Em 1984, o carnaval do Rio de Janeiro acontecia pela primeira vez na Marquês de Sapucaí. As "Diretas Já" faziam seus principais movimentos, Senna estreava na Fórmula 1 e a banda brasileira mais famosa do mundo, Sepultura, estreava nos palcos.

Também em 1984, Gilberto Gil lançava o álbum Raça Humana. É dele uma de suas músicas mais conhecidas, "Tempo Rei".

"Tempo Rei" é sua versão para o que, na canção "Oração ao Tempo", de Caetano Veloso, está descortinado na frase "E quando eu tiver saído... para fora do teu círculo... não serei nem terás sido". Gil conta que "na música de Caetano parece haver um niilismo essencial, um mergulho no nada absoluto e uma resignação plena, orgulhosa e altiva com a extinção. Na minha tem uma coisa mais cristã: uma, quem sabe, quimera: um vago desejo de permanência e de transformação".

"Tempo Rei" é uma música sobre a morte, assim como várias outras letras escritas por Gilberto Gil. Acho que ainda não tinha me dado conta disso até buscar referências em sua música para fazer uma dedicatória para ele em um livro que escrevi.
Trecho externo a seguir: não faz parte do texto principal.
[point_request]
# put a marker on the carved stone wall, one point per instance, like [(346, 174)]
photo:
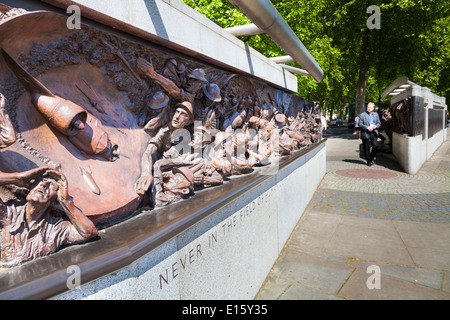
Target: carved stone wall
[(102, 111)]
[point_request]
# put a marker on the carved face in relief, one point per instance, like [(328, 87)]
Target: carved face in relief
[(180, 119), (44, 192), (178, 185), (194, 85)]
Brazilian musician Gilberto Gil gestures during a panel of the Web Summit Rio 2024 at the RioCentro Expo Center in Rio de Janeiro, Brazil on April 17, 2024. The Web Summit Rio brings together key figures in the technology and innovation sectors, alongside industry executives. (Photo by MAURO PIMENTEL / AFP) - MAURO PIMENTEL/AFP

Resolvi ouvir as canções enquanto pensava no que dizer. "Não me iludo/ Tudo permanecerá do jeito/ Que tem sido", canta Gil. Pensei logo em Santo Agostinho e em seu "A morte não é nada": "Eu sou eu, vocês são vocês. O que eu era para vocês, eu continuarei sendo". Uma forma de dizer que a morte não nos extingue, ao menos não enquanto existir uma única pessoa que se lembre de quem tivermos sido.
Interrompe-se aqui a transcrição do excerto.